66 Determining a just and equitable contribution under s 5 of the LR Act is in my view in a similar position. In Podrebersek v Australian Iron and Steel Pty Ltd (1985) 59 ALJR 492 at 493-4 the High Court adopted the description of a finding on a question of apportionment as a finding upon a "question not of principle or of positive findings of fact or law, but of proportion, of balance and relative emphasis, and of weighing different considerations. It involves an individual choice or discretion, as to which there may be differences of opinion by different minds". There is the application of a legal standard with a normative content, but in the division of functions between the Tribunal and the Supreme Court on appeal it is in my view a decision on a question of fact. It is not open to this Court to make for itself such a decision in substitution for that made by Duck J.

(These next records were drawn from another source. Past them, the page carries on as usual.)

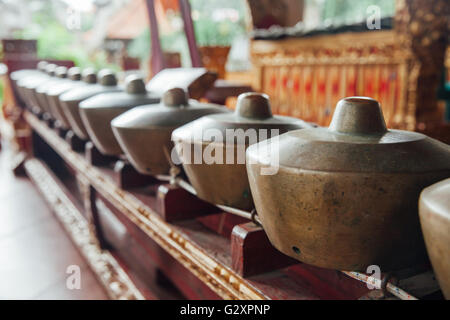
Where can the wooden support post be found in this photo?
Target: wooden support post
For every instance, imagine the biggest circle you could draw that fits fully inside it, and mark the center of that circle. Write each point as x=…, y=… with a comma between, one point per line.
x=48, y=120
x=252, y=253
x=175, y=204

67 That it is correctly seen as a finding of fact is underlined by the following. The primary facts before Duck J were the affidavit of Mr Dankworth and, through s 25(3) and perhaps s 23B(1A) of the DDT Act, facts in Gibson's case and perhaps other cases. I have set out the matters of fact in para [12] of the reasons of Duck J. It is very difficult for this Court properly to understand what is clearly a summary by his Honour, without regard to the underlying facts, which must have come from Gibson's case and perhaps the other cases. This Court could not satisfactorily make a fresh apportionment simply upon what is stated in his Honour's para [12], without a more full understanding of the primary facts. Further, this Court would be arriving at the just and equitable contribution to be made by Patrick in respect of 75 per cent of Mr Dankworth's damage, with an altered bearing of the facts on the critical elements of blameworthiness and causal potency of the negligence of each party. It would be making a wholly fresh apportionment on facts going beyond those stated by Duck J. That is a task for the Tribunal. Even if there were power in this Court to undertake it, I do not think it should do so.